Politique et coups tordus, amour et intrigues (à moins que ce ne soit l’inverse…) et mort mystérieuse : voici ce que le cette chronique vous réserve aujourd’hui ! 


Retrouvons-nous donc en 1450 et remettons-nous le contexte en tête (ce n’est pas du luxe). Nous sommes alors en pleine Guerre de Cent ans contre l’Anglais. Celle-ci a commencé déjà depuis 1337. Résumons-là rapidement.

En 1328, le roi de France Charles IV le Bel, troisième et dernier fils de Philippe le Bel (ces trois-là sont les fameux « rois maudits » du livre de Maurice Druon) meurt sans héritier. C’est la fin du « miracle capétien » qui avait vu, depuis 987 et l’élection d’Hugues Capet au trône de France, une lignée ininterrompue de souverains qui avaient tous eu un héritier mâle pour leur succéder. A cette date, trois solutions s’offrent donc pour trouver le nouveau roi :

Accepte-ton une femme sur le trône de France ? Le roi pourrait alors être… une reine : Isabelle de France, la propre sœur de Charles IV le Bel : la succession est toute trouvée.

Refuse-ton une femme (quel pays de phallocrates que la France) ? Le roi pourrait très bien alors être le fils d’Isabelle de France, Edouard III d’Angleterre. Ni femme, ni Anglais (franchement, on est difficile ...) ? Alors il n’y a plus qu’à choisir le plus proche cousin de Charles IV, Philippe dit « de Valois ».

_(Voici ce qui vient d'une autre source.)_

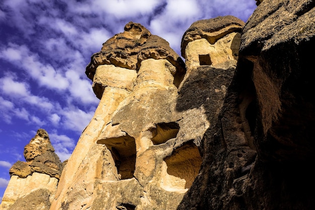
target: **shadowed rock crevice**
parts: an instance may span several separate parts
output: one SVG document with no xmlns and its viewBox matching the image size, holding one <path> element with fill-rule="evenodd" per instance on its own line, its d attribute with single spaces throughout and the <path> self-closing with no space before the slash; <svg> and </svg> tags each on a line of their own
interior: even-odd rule
<svg viewBox="0 0 315 210">
<path fill-rule="evenodd" d="M 136 206 L 130 203 L 120 203 L 116 207 L 118 210 L 134 210 Z"/>
<path fill-rule="evenodd" d="M 159 145 L 176 137 L 180 127 L 176 122 L 157 123 L 155 127 L 149 129 L 152 133 L 153 144 Z"/>
<path fill-rule="evenodd" d="M 105 145 L 110 151 L 121 179 L 133 177 L 136 162 L 136 145 L 134 137 L 127 134 L 123 136 L 99 139 L 97 143 Z"/>
</svg>

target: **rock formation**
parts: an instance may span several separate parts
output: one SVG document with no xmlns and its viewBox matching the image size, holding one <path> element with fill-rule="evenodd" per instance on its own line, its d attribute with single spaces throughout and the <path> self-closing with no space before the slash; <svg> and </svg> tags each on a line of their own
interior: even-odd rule
<svg viewBox="0 0 315 210">
<path fill-rule="evenodd" d="M 54 151 L 46 130 L 38 129 L 24 148 L 26 162 L 18 161 L 10 170 L 0 209 L 35 209 L 34 205 L 36 209 L 49 209 L 62 171 Z"/>
<path fill-rule="evenodd" d="M 44 173 L 56 184 L 42 141 L 10 170 L 0 206 L 23 209 L 34 193 L 49 210 L 313 209 L 315 4 L 257 2 L 246 24 L 193 23 L 185 63 L 127 24 L 87 66 L 100 102 L 55 193 L 42 183 L 8 198 L 16 177 Z"/>
</svg>

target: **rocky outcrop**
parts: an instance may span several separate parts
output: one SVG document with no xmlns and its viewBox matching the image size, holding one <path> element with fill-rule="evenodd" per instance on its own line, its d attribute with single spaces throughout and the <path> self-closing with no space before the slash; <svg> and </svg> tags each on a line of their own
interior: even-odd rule
<svg viewBox="0 0 315 210">
<path fill-rule="evenodd" d="M 259 1 L 244 27 L 236 74 L 205 132 L 200 176 L 178 209 L 310 209 L 314 4 Z M 257 154 L 257 155 L 256 155 Z"/>
<path fill-rule="evenodd" d="M 214 42 L 202 40 L 205 63 L 199 62 L 198 42 L 187 44 L 186 54 L 198 61 L 186 59 L 186 75 L 168 43 L 134 23 L 92 56 L 86 73 L 101 101 L 51 209 L 177 207 L 198 174 L 201 139 L 217 118 L 236 67 L 241 26 L 230 25 L 245 24 L 230 17 L 204 21 L 219 25 L 220 33 Z M 122 53 L 125 45 L 132 47 Z"/>
<path fill-rule="evenodd" d="M 26 162 L 18 161 L 10 170 L 0 209 L 49 209 L 62 165 L 46 130 L 37 130 L 25 146 L 24 157 Z"/>
<path fill-rule="evenodd" d="M 19 184 L 50 210 L 313 209 L 315 4 L 257 2 L 246 24 L 193 23 L 185 63 L 166 40 L 127 24 L 87 66 L 100 102 L 53 200 L 54 182 L 24 184 L 40 173 L 59 178 L 44 134 L 26 147 L 10 183 L 29 179 Z M 13 189 L 16 200 L 27 195 L 10 210 L 32 194 Z"/>
</svg>

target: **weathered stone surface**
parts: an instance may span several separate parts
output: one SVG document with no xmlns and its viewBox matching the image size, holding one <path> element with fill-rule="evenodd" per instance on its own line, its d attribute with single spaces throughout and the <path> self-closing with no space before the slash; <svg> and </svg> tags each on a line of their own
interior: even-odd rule
<svg viewBox="0 0 315 210">
<path fill-rule="evenodd" d="M 18 199 L 8 210 L 49 210 L 50 192 L 45 189 L 37 189 Z"/>
<path fill-rule="evenodd" d="M 217 18 L 201 20 L 193 23 L 185 32 L 182 39 L 182 56 L 187 59 L 186 46 L 194 40 L 205 39 L 211 44 L 232 32 L 240 33 L 245 23 L 234 16 L 219 16 Z"/>
<path fill-rule="evenodd" d="M 21 178 L 26 178 L 33 173 L 30 165 L 25 162 L 18 161 L 9 170 L 10 176 L 17 175 Z"/>
<path fill-rule="evenodd" d="M 203 137 L 200 176 L 178 209 L 314 206 L 314 181 L 306 172 L 314 160 L 314 103 L 305 90 L 313 89 L 306 52 L 314 46 L 315 5 L 260 3 L 243 31 L 219 117 Z"/>
<path fill-rule="evenodd" d="M 50 207 L 49 200 L 53 198 L 63 166 L 46 130 L 37 130 L 25 146 L 24 157 L 26 162 L 18 161 L 10 169 L 11 178 L 0 204 L 1 210 Z M 40 192 L 47 190 L 48 195 L 38 196 Z M 25 208 L 20 208 L 23 205 Z"/>
<path fill-rule="evenodd" d="M 126 25 L 124 31 L 106 41 L 101 51 L 92 55 L 86 71 L 91 80 L 100 65 L 113 64 L 130 69 L 136 68 L 138 52 L 151 33 L 141 24 L 131 22 Z"/>
<path fill-rule="evenodd" d="M 51 151 L 46 151 L 37 156 L 30 165 L 32 171 L 48 174 L 59 179 L 62 171 L 62 164 L 58 156 Z"/>
<path fill-rule="evenodd" d="M 46 151 L 54 152 L 49 141 L 48 134 L 43 129 L 39 129 L 34 138 L 24 148 L 24 157 L 28 162 L 32 162 L 34 159 Z"/>
<path fill-rule="evenodd" d="M 13 175 L 5 191 L 2 202 L 0 205 L 0 209 L 9 209 L 16 201 L 27 196 L 31 198 L 28 202 L 31 202 L 34 198 L 32 195 L 33 192 L 40 189 L 49 191 L 49 196 L 47 199 L 51 201 L 57 184 L 58 179 L 56 178 L 37 172 L 34 172 L 31 176 L 28 176 L 25 178 Z M 23 200 L 26 202 L 26 198 L 23 199 Z"/>
<path fill-rule="evenodd" d="M 313 208 L 315 4 L 257 2 L 244 28 L 231 16 L 192 25 L 187 72 L 139 24 L 104 43 L 86 72 L 101 101 L 50 210 Z M 16 198 L 40 174 L 15 166 Z"/>
</svg>

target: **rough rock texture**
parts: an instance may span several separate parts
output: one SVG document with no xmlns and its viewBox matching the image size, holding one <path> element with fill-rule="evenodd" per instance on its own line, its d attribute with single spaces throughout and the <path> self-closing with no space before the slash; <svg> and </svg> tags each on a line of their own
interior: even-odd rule
<svg viewBox="0 0 315 210">
<path fill-rule="evenodd" d="M 106 85 L 95 79 L 99 65 L 111 64 L 137 71 L 141 62 L 149 58 L 166 59 L 175 66 L 177 71 L 174 73 L 176 73 L 174 82 L 178 87 L 186 72 L 185 64 L 170 47 L 169 43 L 161 37 L 151 35 L 138 23 L 130 22 L 126 25 L 124 30 L 106 41 L 101 51 L 92 56 L 91 62 L 87 66 L 86 74 L 94 82 L 93 88 L 96 96 L 101 99 Z"/>
<path fill-rule="evenodd" d="M 185 65 L 139 24 L 103 44 L 86 71 L 100 104 L 50 210 L 314 209 L 315 3 L 257 2 L 246 24 L 193 23 Z M 34 151 L 14 183 L 42 174 Z"/>
<path fill-rule="evenodd" d="M 37 130 L 25 146 L 24 157 L 26 162 L 18 161 L 10 169 L 11 178 L 0 204 L 1 210 L 50 207 L 63 166 L 46 130 Z"/>
<path fill-rule="evenodd" d="M 204 21 L 211 27 L 218 19 Z M 240 34 L 230 28 L 221 28 L 213 43 L 204 39 L 205 63 L 189 43 L 187 53 L 198 61 L 186 64 L 185 78 L 184 63 L 168 43 L 139 24 L 128 23 L 104 43 L 86 72 L 93 76 L 100 105 L 65 167 L 51 209 L 177 208 L 198 174 L 201 139 L 217 118 L 236 67 Z M 135 42 L 123 61 L 110 53 Z"/>
<path fill-rule="evenodd" d="M 45 189 L 39 189 L 17 200 L 10 210 L 49 210 L 50 207 L 50 192 Z"/>
</svg>

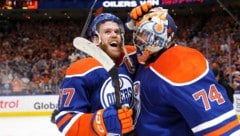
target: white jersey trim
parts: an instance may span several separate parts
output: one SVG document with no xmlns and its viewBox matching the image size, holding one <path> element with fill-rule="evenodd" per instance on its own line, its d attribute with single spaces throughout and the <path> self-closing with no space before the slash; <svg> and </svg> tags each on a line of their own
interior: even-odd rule
<svg viewBox="0 0 240 136">
<path fill-rule="evenodd" d="M 229 119 L 229 118 L 231 118 L 232 116 L 235 116 L 235 115 L 236 115 L 236 111 L 233 109 L 229 112 L 226 112 L 226 113 L 222 114 L 221 116 L 219 116 L 217 118 L 214 118 L 212 120 L 209 120 L 207 122 L 199 124 L 196 127 L 193 127 L 192 131 L 194 133 L 200 132 L 202 130 L 208 129 L 208 128 L 213 127 L 213 126 L 216 126 L 219 123 L 223 122 L 224 120 L 227 120 L 227 119 Z"/>
</svg>

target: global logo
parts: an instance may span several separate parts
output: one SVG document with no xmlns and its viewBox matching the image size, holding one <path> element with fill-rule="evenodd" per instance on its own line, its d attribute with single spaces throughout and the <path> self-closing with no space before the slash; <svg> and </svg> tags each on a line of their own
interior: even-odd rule
<svg viewBox="0 0 240 136">
<path fill-rule="evenodd" d="M 132 80 L 128 76 L 120 74 L 119 84 L 120 84 L 120 97 L 121 97 L 122 105 L 130 104 L 130 102 L 132 101 L 132 93 L 133 93 Z M 100 100 L 104 108 L 114 105 L 116 102 L 114 87 L 110 77 L 104 82 L 101 88 Z"/>
</svg>

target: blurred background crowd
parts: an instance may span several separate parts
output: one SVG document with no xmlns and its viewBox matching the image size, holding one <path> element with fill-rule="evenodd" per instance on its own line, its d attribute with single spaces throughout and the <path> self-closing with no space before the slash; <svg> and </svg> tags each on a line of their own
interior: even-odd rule
<svg viewBox="0 0 240 136">
<path fill-rule="evenodd" d="M 238 20 L 240 11 L 233 14 Z M 127 15 L 122 16 L 123 20 Z M 240 25 L 226 12 L 174 16 L 175 41 L 201 51 L 219 80 L 240 86 Z M 85 20 L 0 20 L 0 95 L 57 94 Z M 132 44 L 127 32 L 125 43 Z"/>
</svg>

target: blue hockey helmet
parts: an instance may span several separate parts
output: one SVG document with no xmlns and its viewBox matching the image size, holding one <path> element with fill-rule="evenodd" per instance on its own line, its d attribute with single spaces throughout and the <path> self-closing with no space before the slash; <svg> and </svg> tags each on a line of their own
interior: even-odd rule
<svg viewBox="0 0 240 136">
<path fill-rule="evenodd" d="M 99 23 L 101 22 L 105 22 L 105 21 L 113 21 L 116 22 L 119 27 L 120 27 L 120 32 L 124 33 L 124 26 L 123 23 L 121 21 L 120 18 L 118 18 L 117 16 L 111 14 L 111 13 L 102 13 L 100 15 L 98 15 L 97 17 L 94 18 L 94 20 L 92 21 L 91 25 L 90 25 L 90 33 L 89 36 L 92 38 L 95 34 L 97 34 L 97 27 L 99 25 Z"/>
</svg>

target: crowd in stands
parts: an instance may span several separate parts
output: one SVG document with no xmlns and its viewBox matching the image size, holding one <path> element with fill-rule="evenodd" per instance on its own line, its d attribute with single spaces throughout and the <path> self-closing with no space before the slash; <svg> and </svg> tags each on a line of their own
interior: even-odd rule
<svg viewBox="0 0 240 136">
<path fill-rule="evenodd" d="M 198 49 L 210 64 L 218 64 L 215 68 L 221 78 L 237 89 L 240 26 L 236 21 L 222 13 L 173 17 L 178 26 L 176 42 Z M 66 68 L 72 61 L 86 57 L 72 46 L 83 23 L 11 21 L 1 25 L 0 95 L 57 94 Z M 131 36 L 126 34 L 126 44 L 132 44 Z"/>
</svg>

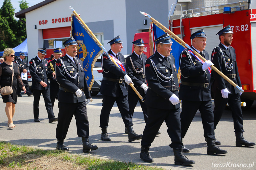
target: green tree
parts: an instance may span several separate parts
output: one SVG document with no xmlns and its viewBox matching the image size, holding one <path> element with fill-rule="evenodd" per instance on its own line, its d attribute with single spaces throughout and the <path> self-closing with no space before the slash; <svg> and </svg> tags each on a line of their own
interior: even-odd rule
<svg viewBox="0 0 256 170">
<path fill-rule="evenodd" d="M 19 1 L 20 3 L 20 10 L 26 9 L 28 7 L 28 3 L 26 0 L 22 0 Z M 20 18 L 18 21 L 18 26 L 17 27 L 17 35 L 16 38 L 17 41 L 20 44 L 25 40 L 27 38 L 27 29 L 26 26 L 26 19 L 25 18 Z"/>
<path fill-rule="evenodd" d="M 10 0 L 4 0 L 0 9 L 0 51 L 7 47 L 13 48 L 16 44 L 14 9 Z"/>
</svg>

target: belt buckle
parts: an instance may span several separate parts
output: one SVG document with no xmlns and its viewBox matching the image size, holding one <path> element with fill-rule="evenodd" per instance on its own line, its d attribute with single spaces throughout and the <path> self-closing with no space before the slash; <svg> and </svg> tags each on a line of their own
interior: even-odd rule
<svg viewBox="0 0 256 170">
<path fill-rule="evenodd" d="M 203 85 L 203 87 L 206 88 L 209 86 L 208 85 L 209 83 L 204 83 L 204 84 Z"/>
</svg>

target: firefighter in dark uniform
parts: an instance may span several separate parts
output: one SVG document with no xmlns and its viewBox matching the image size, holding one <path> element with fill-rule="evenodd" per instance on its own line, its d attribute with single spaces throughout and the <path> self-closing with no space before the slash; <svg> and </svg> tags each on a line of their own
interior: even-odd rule
<svg viewBox="0 0 256 170">
<path fill-rule="evenodd" d="M 59 48 L 53 50 L 53 55 L 54 56 L 54 59 L 48 63 L 48 69 L 49 71 L 55 72 L 55 64 L 56 64 L 56 61 L 59 58 L 61 57 L 62 52 L 61 51 L 61 49 Z M 59 91 L 59 84 L 57 82 L 55 77 L 51 76 L 49 78 L 50 79 L 51 102 L 52 103 L 52 106 L 53 109 L 55 100 L 57 99 L 57 95 Z"/>
<path fill-rule="evenodd" d="M 74 115 L 78 137 L 82 137 L 83 152 L 98 149 L 89 143 L 89 122 L 86 105 L 91 99 L 83 68 L 83 62 L 76 57 L 77 43 L 72 37 L 63 43 L 66 55 L 56 61 L 56 76 L 59 84 L 59 111 L 56 129 L 56 148 L 69 150 L 64 143 L 70 122 Z"/>
<path fill-rule="evenodd" d="M 24 54 L 24 53 L 22 53 L 20 54 L 20 58 L 15 60 L 15 63 L 17 63 L 19 65 L 19 68 L 20 69 L 20 73 L 21 75 L 21 73 L 23 72 L 24 73 L 26 73 L 28 70 L 29 68 L 28 64 L 27 61 L 25 59 L 25 54 Z M 21 78 L 22 78 L 22 77 Z M 27 80 L 24 80 L 22 79 L 22 82 L 23 82 L 23 84 L 25 85 L 25 88 L 26 88 L 26 90 L 27 90 L 27 92 L 26 93 L 28 95 L 28 96 L 30 96 L 31 95 L 33 95 L 33 93 L 31 92 L 30 89 L 29 89 L 29 86 L 28 85 L 28 81 L 27 76 Z M 22 96 L 20 95 L 21 89 L 19 87 L 18 87 L 17 89 L 17 94 L 18 94 L 18 96 L 22 97 Z"/>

C’est ce qui sera fait : Philippe de Valois va monter sur le trône de France et sera sacré sous le nom de « Philippe VI (ci-contre). » A cette date, notons que la fameuse loi « salique » (= des Francs saliens) n’est pas encore invoquée pour justifier l’éviction des femmes du trône. Cet argutie juridique (car il s’agit d’une disposition coutumière de droit privé excluant les femmes de l’héritage de la terre) ne sera exhumé que 50 ans plus tard, pour justifier a posteriori les décisions initiales.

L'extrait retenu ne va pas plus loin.